They suggested organizing more cross-Strait exchanges, especially for younger people, and promoting the common Chinese culture shared by both sides, to counter the "Taiwan independence" efforts.

Li Yihu, a deputy to the National People's Congress and head of Peking University's Taiwan Institute, warned that the Democratic Progressive Party may seek to further integrate Taiwan's cultural, educational and social systems around the "one China, one Taiwan "framework this year.

He said Lai Ching-te of the DPP, who is set to take office as the island's head in May, could potentially use his position to promote "Taiwan independence" in the fields of culture and ideology in a clandestine manner by introducing a "basic cultural law", given his strong "pro-independence" stance.

Mentioning recent instances of natural cultural exchanges, such as a popular dance video from the mainland that was shared extensively on social media in Taiwan, he said that promoting cross-Strait cultural exchanges and cooperation is an effective way to counter the promotion of "Taiwan independence "in the field of culture.

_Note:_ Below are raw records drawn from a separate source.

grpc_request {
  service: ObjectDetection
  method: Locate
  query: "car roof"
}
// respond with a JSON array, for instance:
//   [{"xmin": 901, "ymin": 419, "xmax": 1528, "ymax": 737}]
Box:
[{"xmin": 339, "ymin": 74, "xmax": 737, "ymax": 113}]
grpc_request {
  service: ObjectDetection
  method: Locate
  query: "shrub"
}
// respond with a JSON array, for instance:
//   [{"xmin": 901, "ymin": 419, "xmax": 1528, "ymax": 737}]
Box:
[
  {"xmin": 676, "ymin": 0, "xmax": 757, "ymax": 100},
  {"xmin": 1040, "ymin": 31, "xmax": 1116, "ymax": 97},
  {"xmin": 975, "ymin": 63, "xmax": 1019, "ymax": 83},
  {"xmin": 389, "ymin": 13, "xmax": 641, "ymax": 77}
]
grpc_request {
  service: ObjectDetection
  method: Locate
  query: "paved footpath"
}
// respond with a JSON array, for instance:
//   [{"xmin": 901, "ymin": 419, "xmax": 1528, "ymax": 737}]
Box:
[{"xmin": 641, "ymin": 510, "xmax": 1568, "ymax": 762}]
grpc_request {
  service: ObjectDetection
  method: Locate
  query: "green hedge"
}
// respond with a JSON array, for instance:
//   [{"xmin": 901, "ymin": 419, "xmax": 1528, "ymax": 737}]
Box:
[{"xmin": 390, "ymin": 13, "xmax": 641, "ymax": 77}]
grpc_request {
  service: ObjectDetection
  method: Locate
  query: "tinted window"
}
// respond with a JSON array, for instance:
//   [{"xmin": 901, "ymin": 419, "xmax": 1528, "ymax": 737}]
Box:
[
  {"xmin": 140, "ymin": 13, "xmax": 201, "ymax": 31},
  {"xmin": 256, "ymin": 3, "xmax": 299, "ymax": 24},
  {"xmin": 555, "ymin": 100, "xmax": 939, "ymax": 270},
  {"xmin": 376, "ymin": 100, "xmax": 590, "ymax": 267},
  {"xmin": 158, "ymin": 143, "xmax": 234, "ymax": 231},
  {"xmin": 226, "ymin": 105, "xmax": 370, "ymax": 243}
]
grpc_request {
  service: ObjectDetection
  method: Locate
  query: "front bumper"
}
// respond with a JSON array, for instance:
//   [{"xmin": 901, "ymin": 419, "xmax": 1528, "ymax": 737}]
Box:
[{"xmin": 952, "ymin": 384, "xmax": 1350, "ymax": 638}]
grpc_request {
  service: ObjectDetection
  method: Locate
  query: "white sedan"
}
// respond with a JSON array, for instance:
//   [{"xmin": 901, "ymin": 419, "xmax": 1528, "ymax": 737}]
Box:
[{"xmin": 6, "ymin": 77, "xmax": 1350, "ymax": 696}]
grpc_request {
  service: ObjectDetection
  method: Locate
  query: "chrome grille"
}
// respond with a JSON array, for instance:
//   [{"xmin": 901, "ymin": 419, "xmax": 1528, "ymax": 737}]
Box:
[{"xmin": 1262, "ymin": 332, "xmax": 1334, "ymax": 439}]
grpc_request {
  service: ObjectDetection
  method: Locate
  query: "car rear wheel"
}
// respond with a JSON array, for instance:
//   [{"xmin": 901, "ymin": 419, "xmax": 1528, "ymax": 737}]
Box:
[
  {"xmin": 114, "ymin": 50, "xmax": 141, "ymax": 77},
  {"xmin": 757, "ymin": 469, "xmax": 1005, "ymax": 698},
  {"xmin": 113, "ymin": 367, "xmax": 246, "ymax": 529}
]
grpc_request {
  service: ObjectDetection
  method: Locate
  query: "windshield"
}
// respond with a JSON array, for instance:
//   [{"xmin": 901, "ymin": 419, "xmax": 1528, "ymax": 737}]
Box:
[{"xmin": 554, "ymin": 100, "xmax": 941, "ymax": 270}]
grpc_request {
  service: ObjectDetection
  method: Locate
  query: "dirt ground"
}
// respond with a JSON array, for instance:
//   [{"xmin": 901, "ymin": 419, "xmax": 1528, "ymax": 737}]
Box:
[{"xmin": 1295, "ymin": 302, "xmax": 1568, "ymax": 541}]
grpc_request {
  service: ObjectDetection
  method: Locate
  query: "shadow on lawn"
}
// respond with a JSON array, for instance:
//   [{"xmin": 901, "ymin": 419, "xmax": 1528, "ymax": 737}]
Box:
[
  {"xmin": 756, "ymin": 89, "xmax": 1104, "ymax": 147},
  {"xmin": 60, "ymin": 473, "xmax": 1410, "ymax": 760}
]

"These exchanges happened naturally," Li said, adding that "we should better develop and promote the common Chinese culture to make it serve as a psychological and emotional link between compatriots on both sides."

Yang Yizhou, a member of the National Committee of the Chinese People's Political Consultative Conference, and also vice-chairman of the All-China Federation of Taiwan Compatriots, said vigilance is necessary against Lai's gradual approach to "Taiwan independence", with a focus on efforts to "de-Sinicize" the culture of Taiwan.

He added that strengthening cultural exchanges between the two sides and promoting the common Chinese culture of both sides through cultural cooperation and activities was the most effective approach.

Chen Yunying, a deputy with the Taiwan delegation of the NPC, said, "Taiwan's society is weakening and separatism is very rampant. In fact, for our compatriots in Taiwan, it is a tragedy when you hear someone say, 'I do not recognize myself as a Chinese'."

"I feel very sorry for the young people in Taiwan who are being subjected to 'de-Sinicization' in education," Chen said. She condemned the DPP authorities by saying, "Are they going to let the young people have no future, no prospects at all? Should they be confined to an island of 36,000 square kilometers?"

Regarding future cross-Strait exchanges, Chen said, "The mainland will make the greatest efforts to welcome Taiwan compatriots, whether it is for studying, employment, entrepreneurship, business, or other matters."

Yan Ke, a deputy from the Taiwan delegation, said that last year, there were approximately 3 million cross-Strait visits, and the number of visits by Taiwan compatriots to the Chinese mainland increased by 7.4 times compared to the previous year.

"This indicates that compatriots from both sides desire exchanges, interactions and cooperation, which cannot be obstructed by the DPP authorities," she said.

Zeng Liqun, another deputy from the Taiwan delegation, suggested allowing young people in Taiwan to learn about Chinese culture through summer camps, winter camps and Chinese culture study camps.